Set up the Heston process and model

Next, we will set up the Heston process and model using the parameters defined earlier.

dividend_ts = ql.YieldTermStructureHandle(
    ql.FlatForward(
        evaluation_date, 
        dividend_rate, 
        ql.Actual360()
    )
)
risk_free_ts = ql.YieldTermStructureHandle(
    ql.FlatForward(
        evaluation_date, 
        risk_free_rate, 
        ql.Actual360()
    )
)

v0 = volatility * volatility
kappa = 2.0
theta = volatility * volatility
sigma = 0.1
rho = 0.0

heston_process = ql.HestonProcess(
    risk_free_ts, 
    dividend_ts, 
    ql.QuoteHandle(
        ql.SimpleQuote(spot_price)
    ), 
    v0, 
    kappa, 
    theta, 
    sigma, 
    rho
)
heston_model = ql.HestonModel(heston_process)

We construct the yield curves for the dividend and risk-free rates using the FlatForward function. The Heston process requires several parameters: initial variance (v0), mean reversion rate (kappa), long-run variance (theta), volatility of volatility (sigma), and correlation between the spot and variance (rho).

We then create the Heston process and model using these parameters.

Use QuantLib to price our option

Now we will use the Heston model to price our option.

payoff = ql.PlainVanillaPayoff(option_type, strike_price)
exercise = ql.AmericanExercise(evaluation_date, expiry_date)
american_option = ql.VanillaOption(payoff, exercise)

heston_fd_engine = ql.FdHestonVanillaEngine(heston_model)
american_option.setPricingEngine(heston_fd_engine)

option_price = american_option.NPV()
print(f"Option Price: {option_price:.2f}")

We define the payoff and exercise type for the option. The PlainVanillaPayoff function takes the option type and strike price as arguments. We then create the American option using the payoff and exercise.
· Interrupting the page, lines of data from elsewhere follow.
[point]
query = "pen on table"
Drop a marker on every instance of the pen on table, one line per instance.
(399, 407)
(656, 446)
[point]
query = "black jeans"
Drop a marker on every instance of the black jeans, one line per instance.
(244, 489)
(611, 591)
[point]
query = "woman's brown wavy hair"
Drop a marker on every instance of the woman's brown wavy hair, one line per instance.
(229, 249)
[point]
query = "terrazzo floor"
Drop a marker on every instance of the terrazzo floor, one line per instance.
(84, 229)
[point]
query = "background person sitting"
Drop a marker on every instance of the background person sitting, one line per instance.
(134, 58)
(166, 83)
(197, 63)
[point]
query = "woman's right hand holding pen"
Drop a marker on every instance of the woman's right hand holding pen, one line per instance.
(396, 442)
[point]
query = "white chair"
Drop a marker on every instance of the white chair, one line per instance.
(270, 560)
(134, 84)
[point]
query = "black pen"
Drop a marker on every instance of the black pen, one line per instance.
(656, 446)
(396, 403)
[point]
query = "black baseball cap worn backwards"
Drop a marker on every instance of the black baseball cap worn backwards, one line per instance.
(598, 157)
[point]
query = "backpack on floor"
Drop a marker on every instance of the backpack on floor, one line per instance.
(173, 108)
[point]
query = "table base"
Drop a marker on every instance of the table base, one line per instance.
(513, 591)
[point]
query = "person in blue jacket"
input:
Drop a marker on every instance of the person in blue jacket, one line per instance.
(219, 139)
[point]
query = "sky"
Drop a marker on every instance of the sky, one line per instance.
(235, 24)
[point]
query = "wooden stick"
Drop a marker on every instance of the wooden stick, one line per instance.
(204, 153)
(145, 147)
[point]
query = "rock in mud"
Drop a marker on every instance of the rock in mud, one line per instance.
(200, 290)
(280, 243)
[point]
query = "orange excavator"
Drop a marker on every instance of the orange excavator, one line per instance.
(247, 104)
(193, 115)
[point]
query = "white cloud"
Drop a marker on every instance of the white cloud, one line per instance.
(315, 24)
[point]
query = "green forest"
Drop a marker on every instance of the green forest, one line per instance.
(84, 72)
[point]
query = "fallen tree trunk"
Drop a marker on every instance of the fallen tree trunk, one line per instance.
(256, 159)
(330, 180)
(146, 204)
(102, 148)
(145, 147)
We set up the pricing engine using the FdHestonVanillaEngine and the Heston model. Finally, we calculate and print the option price using the NPV (Net Present Value) function.

Your next steps

Try changing different parameters in the code, such as the strike price, expiry date, or volatility, to see how they affect the option price. This will help you understand the sensitivity of option prices to various factors.

Experiment with different market data to gain a deeper insight into the Heston model.